Ein Sinn ist es auch zu lernen, Unverdautes nicht herunter zu schlucken, sich nicht immer zu ducken, sondern auch Mal die Stirn zu zeigen, den Kloß im Hals oder die Wut im Bauch herauszuschreien und sich Manches auch den Buckel herunter rutschen zu lassen. Es ist auch sinnvoll und macht Spaß, sich durch ständiges Üben einen stabilen Halt in einem dynamischen Gleichgewicht zu verschaffen: auf der körperlichen Ebene durch eine kräftige, dehnbare und entspannte Muskulatur, auf der seelischen Ebene durch regelmäßig, gereinigte Energiekanäle und ein sensibles Körper- und Gefühlsbewusstsein und auf der geistigen Ebene durch eine freie, in ihrer natürlichen Ordnung zentrierte Persönlichkeit.

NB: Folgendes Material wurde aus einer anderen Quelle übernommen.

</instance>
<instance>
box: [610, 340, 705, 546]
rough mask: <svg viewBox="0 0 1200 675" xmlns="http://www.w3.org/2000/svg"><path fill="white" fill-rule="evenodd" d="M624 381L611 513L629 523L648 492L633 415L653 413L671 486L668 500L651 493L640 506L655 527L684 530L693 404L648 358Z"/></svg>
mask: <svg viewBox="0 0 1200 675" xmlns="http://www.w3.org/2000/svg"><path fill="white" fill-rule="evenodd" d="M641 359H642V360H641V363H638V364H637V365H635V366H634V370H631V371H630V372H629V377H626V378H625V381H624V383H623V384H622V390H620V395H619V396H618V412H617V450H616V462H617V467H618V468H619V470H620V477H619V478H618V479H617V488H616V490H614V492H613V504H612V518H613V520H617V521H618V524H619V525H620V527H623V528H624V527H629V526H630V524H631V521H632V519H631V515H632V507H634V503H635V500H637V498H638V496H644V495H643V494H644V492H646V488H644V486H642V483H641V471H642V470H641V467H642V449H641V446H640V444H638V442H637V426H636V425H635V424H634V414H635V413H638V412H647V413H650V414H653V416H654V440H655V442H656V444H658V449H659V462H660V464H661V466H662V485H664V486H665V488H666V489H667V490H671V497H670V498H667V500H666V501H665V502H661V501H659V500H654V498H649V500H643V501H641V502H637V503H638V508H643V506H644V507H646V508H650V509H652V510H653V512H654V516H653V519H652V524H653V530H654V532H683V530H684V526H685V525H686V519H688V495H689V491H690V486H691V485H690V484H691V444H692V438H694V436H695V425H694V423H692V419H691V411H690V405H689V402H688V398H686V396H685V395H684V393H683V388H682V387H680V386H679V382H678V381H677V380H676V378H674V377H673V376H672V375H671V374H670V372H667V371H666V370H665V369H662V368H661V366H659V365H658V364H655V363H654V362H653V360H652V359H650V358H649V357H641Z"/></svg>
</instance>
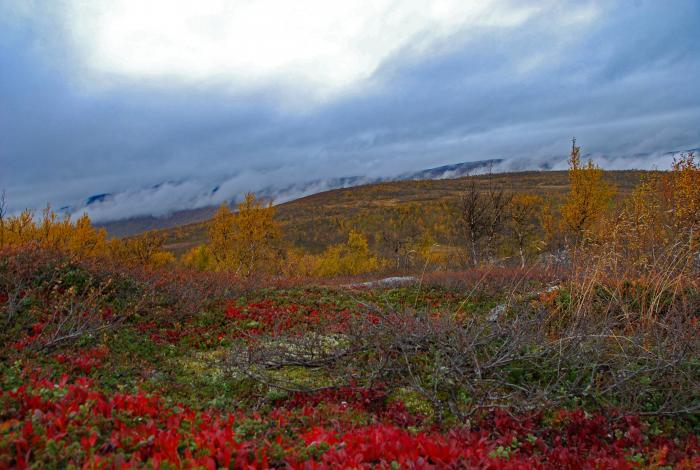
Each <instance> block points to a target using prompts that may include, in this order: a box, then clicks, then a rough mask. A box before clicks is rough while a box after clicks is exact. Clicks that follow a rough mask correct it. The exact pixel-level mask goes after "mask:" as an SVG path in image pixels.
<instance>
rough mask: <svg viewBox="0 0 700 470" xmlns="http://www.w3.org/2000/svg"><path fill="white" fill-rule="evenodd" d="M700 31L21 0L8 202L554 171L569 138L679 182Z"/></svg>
mask: <svg viewBox="0 0 700 470" xmlns="http://www.w3.org/2000/svg"><path fill="white" fill-rule="evenodd" d="M341 3H342V4H343V5H344V6H339V5H340V4H341ZM192 5H197V6H196V8H195V7H193V6H192ZM280 5H286V6H280ZM698 20H700V4H698V2H696V1H693V0H678V1H674V2H656V1H652V0H630V1H623V2H614V3H613V2H606V1H602V0H601V1H583V2H582V1H573V0H572V1H564V2H562V1H554V0H552V1H538V2H515V1H512V2H509V1H501V0H494V1H488V2H485V1H474V2H465V1H442V2H441V1H438V2H428V1H418V0H415V1H406V2H390V1H371V2H370V1H357V2H321V1H302V0H300V1H299V2H291V3H290V2H281V3H280V2H272V1H269V2H268V1H262V2H249V1H224V0H201V1H199V2H196V3H192V2H184V1H183V2H178V1H172V0H171V1H152V2H140V1H128V0H119V1H108V0H100V1H94V2H78V1H77V0H65V1H62V2H38V1H37V2H28V1H21V0H9V1H6V2H3V3H1V4H0V70H2V73H0V162H1V165H0V187H5V188H6V189H7V191H8V200H9V202H10V207H11V209H14V210H17V209H21V208H24V207H34V208H36V207H40V206H42V205H44V204H45V203H46V202H51V203H52V204H53V205H54V206H56V207H60V206H63V205H72V206H80V204H81V203H83V202H84V200H85V198H86V197H88V196H90V195H93V194H101V193H110V194H115V200H117V199H119V200H120V201H121V203H120V204H118V205H116V204H115V205H114V206H113V207H114V209H113V211H112V212H110V213H104V214H102V215H99V214H96V216H97V217H102V218H109V217H124V216H129V215H137V214H144V213H150V214H161V213H165V212H168V211H170V210H174V209H182V208H187V207H196V206H197V205H199V204H209V203H212V202H214V203H216V202H217V201H218V200H219V199H221V200H223V199H225V198H231V197H235V196H236V195H238V194H241V193H242V192H245V191H247V190H256V189H260V188H266V187H271V186H276V187H278V188H286V187H292V186H293V185H295V184H296V183H305V182H311V181H323V180H328V179H332V178H338V177H344V176H351V175H361V176H364V177H367V178H373V177H378V176H384V175H391V174H397V173H400V172H404V171H413V170H418V169H423V168H428V167H431V166H438V165H442V164H446V163H454V162H461V161H470V160H482V159H486V158H505V159H507V160H508V161H511V162H513V161H517V162H520V163H518V164H514V163H513V164H512V165H514V166H517V165H520V166H521V167H522V166H527V165H528V164H524V163H522V162H524V161H528V162H530V163H533V164H535V166H537V165H540V164H541V163H540V162H553V163H552V165H554V166H556V165H561V164H562V163H563V162H564V161H565V160H564V158H565V155H566V152H567V149H568V147H569V145H570V144H569V139H570V138H571V136H572V135H576V136H577V137H578V139H579V142H580V143H581V144H582V145H583V147H584V152H591V153H593V154H594V155H610V156H618V157H620V158H619V159H615V160H614V161H612V160H611V161H602V162H601V163H603V164H604V165H605V166H612V167H616V168H624V167H652V166H658V167H662V168H663V167H666V166H667V164H668V162H667V161H666V160H668V157H661V155H662V154H663V153H664V152H667V151H672V150H681V149H686V148H693V147H700V91H699V87H698V86H697V83H696V82H697V76H698V72H700V53H699V52H698V48H697V44H698V43H699V42H700V33H699V32H698V27H697V25H698ZM640 154H645V155H646V157H640V156H639V155H640ZM635 155H637V156H636V157H635ZM622 157H628V158H622ZM664 158H665V159H666V160H664ZM524 159H526V160H524ZM531 166H532V165H531ZM216 186H218V187H219V190H218V191H216V192H215V193H214V194H212V193H211V191H212V188H214V187H216ZM105 207H106V206H105Z"/></svg>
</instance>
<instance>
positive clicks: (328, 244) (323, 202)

Wir brauchen die Belastung aber nicht nur, um daran zu wachsen. Wir brauchen sie auch, um zu lernen Unterstützung anzunehmen und das Miteinander zu leben. Wir brauchen sie, um zu lernen, äußere und innere Kraftquellen frei zu legen und eine Verbindung zu werden für die Kräfte von Himmel und Erde.

Und wir brauchen sie, um die Phasen der Entlastung besser genießen und schätzen zu können, denn wie unsere Bandscheiben leben wir vom ständigen Wechsel angemessener Be- und Entlastung. Und dann ist das Leben auf der Erde nicht mehr nur eine Last auf unserem Rücken.

Die Erde trägt uns und wir lernen ihr, nicht nur im Liegen, das Gewicht unserer Last abzugeben. Die Erde mit der Kraft ihrer Elemente kann auch zur reinigenden und erfrischenden Quelle unserer Lebenskraft, der Schule unserer Aufrichtungskraft und dem Betätigungsfeld unserer Schöpfungskraft werden.

Ihre Schönheit und Vielfalt kann sich in unserer Lebensfreude ausdrücken und uns die Tür zum Erlebnis auch der inneren Schönheiten weisen. Der Schlüssel für diese Tür ist die freie Entfaltung unserer Wirbelsäule. Die aufrechte Haltung in Kopf und Becken und die Kunst frei und bewusst zu atmen öffnen das Tor für den freien Energiefluss in unserer Wirbelsäule, unserem ganzen Körper und in Kontakt mit unserer Umgebung.

Wir ruhen in einem stabilen und entspannten innerem und äußerem Gleichgewicht. Auch in Zeiten der Belastung verlieren wir nicht völlig die Verbindung zu innerem und äußerem Rückhalt und finden immer wieder schnell zurück zu unserer Mitte. In Zeiten der Ausgeglichenheit strahlen wir Ruhe, Kraft und Lebensfreude aus. Sind wir eingestimmt auf das Leben, wird unsere Wirbelsäule zu einem Kanal, über den uns in jeder Situation, die nötige Kraft gegeben wird, die wir für eine optimale Erfüllung unserer Aufgabe brauchen.

Diese kann darin bestehen eine Arbeit in genussvoller Konzentration und höchster Sorgfalt zu vollbringen, eins zu werden mit der Schönheit einer Landschaft oder der Stimmung eines Sonnenunterganges, sich in tiefer Stille von einer schönen Musik durchdringen zu lassen, gemeinsam entlang der Wirbelsäule atmend mit einem Partner zu gemeinsamen Höhenflügen zu verschmelzen, die Blume oder die Tiefe im Blick eines Passanten am Rande einer Straßenkreuzung zu sehen.

Mit der verbesserten energetischen Versorgung der, in und vor unserer Wirbelsäule gelegenen, Energiezentren verbessern sich auch die Versorgung unserer inneren Organe, unser Immunsystem, das hormonelle Gleichgewicht und die Wahrnehmungskraft der Sinnesorgane. Wir werden feinfühliger für die Energie in unserem Körper und unserer Umgebung, unseren eigenen und fremden, sowie den gemeinsamen Gefühlen und Gedanken, Schwachstellen und Stärken.

Mit den Augen und Ohren des Herzens sehen und hören wir in den Geschehnissen des alltäglichen Lebens Botschaften, Gleichnisse und den Sinn des Lebens. Mit dem freien Fließen der Lebensenergie in unser Wirbelsäule und der freien Entfaltung unserer inneren Wahrnehmungskraft relativiert sich auch die Dominanz von Denken, Wollen und Handeln in unserem Leben. Wir lernen die Schönheit und Stille unseres Da-Seins zu genießen und werden frei für die Berührung mit dem Ursprung und der Grundenergie allen Lebens, dem, was wir als Liebe bezeichnen.

Und das ist vielleicht die edelste Aufgabe unserer Lebenssäule: eine Ausdrucksform zu schaffen für die Schönheit und Liebe, die wir in uns spüren. So hängt also die Lebensqualität, die Lebensdauer und der Lebenssinn unser Lebenssäule ab von der einfühlsamen Pflege unseres Körpers, vom freien Fluss der Lebensenergie über unsere Wirbelsäule in den ganzen Körper und der freien Entfaltung unserer Seele.